The EAT disagreed. It is not the role of the employment tribunal to determine whether the restrictive covenant is unreasonable or not. The starting point was whether the reason for which the dismissal took place could amount to some other substantial reason. The refusal on the part of an employee to agree to a revised contract could amount to some other substantial reason for the dismissal.
The tribunal has to decide whether the dismissal is fair or not having regard to all the circumstances as required by section 98(4) Employment Rights Act 1996. The reasonableness of the covenant therefore falls to be considered at the stage of fairness not at the prior stage of determining whether the employer has shown a possibly valid reason for the dismissal. If it turns out that the covenant is considered to be too wide that will not mean that the dismissal was necessarily unfair - the employer may have acted perfectly reasonably in seeking to protect its business and have acted on legal advice with proper consultation. The proper test when considering the fairness of the dismissal was “whether the employer had a genuine belief that the dismissal for that reason was justified.”

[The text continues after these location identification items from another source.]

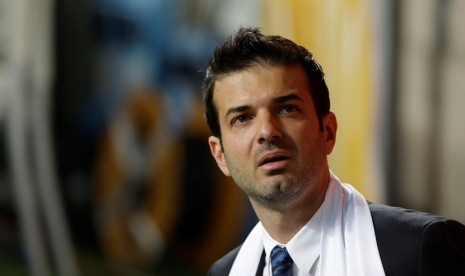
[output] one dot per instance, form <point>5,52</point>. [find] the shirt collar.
<point>304,247</point>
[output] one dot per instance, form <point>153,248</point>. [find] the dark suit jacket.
<point>409,243</point>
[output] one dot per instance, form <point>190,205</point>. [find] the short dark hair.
<point>248,47</point>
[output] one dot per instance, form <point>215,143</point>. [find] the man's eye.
<point>240,119</point>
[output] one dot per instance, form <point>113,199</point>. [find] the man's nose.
<point>269,129</point>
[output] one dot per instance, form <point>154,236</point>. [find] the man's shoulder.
<point>390,216</point>
<point>223,265</point>
<point>407,238</point>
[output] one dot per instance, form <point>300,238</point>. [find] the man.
<point>268,107</point>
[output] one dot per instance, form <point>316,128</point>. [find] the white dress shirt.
<point>304,248</point>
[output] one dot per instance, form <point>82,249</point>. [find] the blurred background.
<point>104,162</point>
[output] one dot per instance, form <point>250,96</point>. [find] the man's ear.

Plainly unreasonable, arguably unenforceable and plainly reasonable
The EAT did give some guidance when considering the reasonableness of the covenant:-
If the covenant is plainly unreasonable then the tribunal is likely to conclude that there was unfairness.
If the covenant is arguably unenforceable then the approach of the employer to its introduction will need to be considered in greater detail. How much time were the employees given to consider the terms? Was opportunity given for taking legal advice?
If the covenant is plainly reasonable then although the tribunal will have to consider the fairness of the procedure the dismissal is likely to be fair.
Unfortunately lawyers will very often be able to argue about the wording of the clause.
So what do we do?
If the current contracts do not contain restrictive covenants consider whether they are needed for this particular category of employee. Does this employee have access to genuinely confidential information? What customer/client connections does this employee have? What would a competitor seek to exploit if this employee joined them?
What is and what is not a reasonable restraint of trade is a difficult judgment and you will probably be best advised to seek legal advice. Be prepared to keep the covenant to a shorter duration or narrower geographical extent than you might wish. Make sure you consult in a reasonable fashion with the employees affected. Give them the opportunity to take legal advice.
Finally if you have done all that and the employee refuses to sign do you sack the employee? If it was an matter of such importance to impose the covenants in order to protect the employer then the answer should be yes.